Abstract: Substructure dynamics incorporate all features occurring on a subgrain-scale. The substructure governs the rheology of a rock, which in turn determines how it will respond to different processes during tectonic changes. This project details an in-depth study of substructural dynamics during post-deformational annealing, using single-crystal halite as an analogue for silicate materials. The study combines three different techniques; in-situ annealing experiments conducted inside the scanning electron microscope and coupled with electron backscatter diffraction, 3D X-ray diffraction coupled with in-situ heating conducted at the European Radiation Synchrotron Facility and numerical simulation using the microstructural modelling platform Elle. The main outcome of the project is a significantly refined model for recovery at annealing temperatures below that of deformation preceding annealing. Behaviour is highly dependent on the temperature of annealing, particularly related to the activation temperature of climb and is also strongly reliant on short versus long range dislocation effects.
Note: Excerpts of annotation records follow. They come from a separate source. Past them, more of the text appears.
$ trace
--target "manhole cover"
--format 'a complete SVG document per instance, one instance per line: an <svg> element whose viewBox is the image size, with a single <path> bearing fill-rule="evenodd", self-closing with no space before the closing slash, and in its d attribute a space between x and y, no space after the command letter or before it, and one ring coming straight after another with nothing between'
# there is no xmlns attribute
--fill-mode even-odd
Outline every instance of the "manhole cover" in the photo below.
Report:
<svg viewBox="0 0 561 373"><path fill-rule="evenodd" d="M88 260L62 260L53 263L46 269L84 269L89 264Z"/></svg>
Subgrain boundaries were categorised with regard to their behaviour during annealing, orientation and morphology and it was found that different types of boundaries have different behaviour and must be treated as such. Numerical simulation of the recovery process supported these findings, with much of the subgrain boundary behaviour reproduced with small variation to the mobilities on different rotation axes and increase of the size of the calculation area to imitate long-range dislocation effects. Dislocations were found to remain independent to much higher misorientation angles than previously thought, with simulation results indicating that change in boundary response occurs at ~7º for halite. Comparison of 2D experiments to 3D indicated that general boundary behaviour was similar within the volume and was not significantly influenced by effects from the free surface. Boundary migration, however, occurred more extensively in the 3D experiment. This difference is interpreted to be related to boundary drag on thermal grooves on the 2D experimental surface. While relative boundary mobilities will be similar, absolute values must therefore be treated with some care when using a 2D analysis.